I stand in front of the still-closed doors. “We can learn the most about a culture by studying what was important to them. And in the world of ancient Egypt, they worshipped life and death in equal parts. Isis and Osiris, the focal points of our exhibit, represented those opposite”—I pause, realizing I mean what I’m about to say—“but equally beautiful and necessary parts of the human existence.” I open the doors and walk in.

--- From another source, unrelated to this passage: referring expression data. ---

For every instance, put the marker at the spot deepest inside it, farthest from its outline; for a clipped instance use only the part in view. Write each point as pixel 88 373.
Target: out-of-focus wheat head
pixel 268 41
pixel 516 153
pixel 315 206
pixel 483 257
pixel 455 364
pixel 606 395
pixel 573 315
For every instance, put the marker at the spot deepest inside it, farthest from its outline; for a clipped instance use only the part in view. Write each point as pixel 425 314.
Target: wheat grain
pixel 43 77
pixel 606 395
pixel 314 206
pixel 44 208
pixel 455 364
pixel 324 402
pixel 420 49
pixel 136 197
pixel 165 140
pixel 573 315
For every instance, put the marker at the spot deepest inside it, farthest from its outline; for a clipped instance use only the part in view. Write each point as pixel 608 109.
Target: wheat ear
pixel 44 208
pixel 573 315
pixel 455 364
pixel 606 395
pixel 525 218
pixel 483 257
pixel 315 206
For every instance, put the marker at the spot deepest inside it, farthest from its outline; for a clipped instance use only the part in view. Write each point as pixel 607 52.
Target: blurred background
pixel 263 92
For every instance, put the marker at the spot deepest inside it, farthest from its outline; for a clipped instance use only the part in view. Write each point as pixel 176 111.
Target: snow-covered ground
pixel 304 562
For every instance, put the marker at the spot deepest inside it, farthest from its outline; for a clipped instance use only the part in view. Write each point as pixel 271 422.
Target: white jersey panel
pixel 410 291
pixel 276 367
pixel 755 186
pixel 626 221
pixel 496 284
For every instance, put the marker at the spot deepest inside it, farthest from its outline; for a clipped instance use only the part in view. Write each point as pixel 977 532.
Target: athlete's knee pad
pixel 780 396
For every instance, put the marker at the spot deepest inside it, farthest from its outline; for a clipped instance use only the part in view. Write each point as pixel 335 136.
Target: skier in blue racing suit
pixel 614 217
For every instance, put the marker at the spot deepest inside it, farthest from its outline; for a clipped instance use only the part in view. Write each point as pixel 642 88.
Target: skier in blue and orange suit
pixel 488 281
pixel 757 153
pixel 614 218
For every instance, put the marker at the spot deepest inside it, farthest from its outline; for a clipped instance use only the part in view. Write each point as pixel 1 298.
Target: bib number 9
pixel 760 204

Everyone follows, crowding the doorway, the silence either awed or bored. I really, really hope it’s awe. Standing in front of the first item, a remarkably well-preserved sculpture of my mother with the Pharaoh Thutmose II as a baby on her lap, I say, “I give you Isis, Mother of the Gods, Light Giver of Heaven, Mistress of the House of Life, Lady of the Words of Power. Goddess of Motherhood, Magic, and Fertility. First daughter of the Earth and Sky. Protector of beginnings.” I pause, then smile. “Perhaps the greatest evidence of Isis’s magic, however, was her breasts’ ability to remain so round and perky after nursing hundreds of pharaohs.”
There’s a pause, then Scott, standing in the front row, bursts out in raucous laughter, which quickly spreads through the room, and I know I have them. Thank you, maternal nudity. Who knew you’d save me? Sirus, near the back with Deena, rolls his eyes at me with a grin.
I move to the next exhibit, a statue of my father, with the atef crown and his crook and staff, sitting in his throne. It gives me an odd pang of homesickness. “Isis isn’t complete without her husband and counterpart, Osiris, Foremost of the Westerners, Lord of the Dead, Lord of Silence, Lord of Love. Osiris was the god of the underworld and afterlife, but unlike many cultures’ underworld deities who lorded over damned and trapped spirits, Osiris was also celebrated as the god of reincarnation. His domain was one that was carefully planned for and optimistically anticipated.”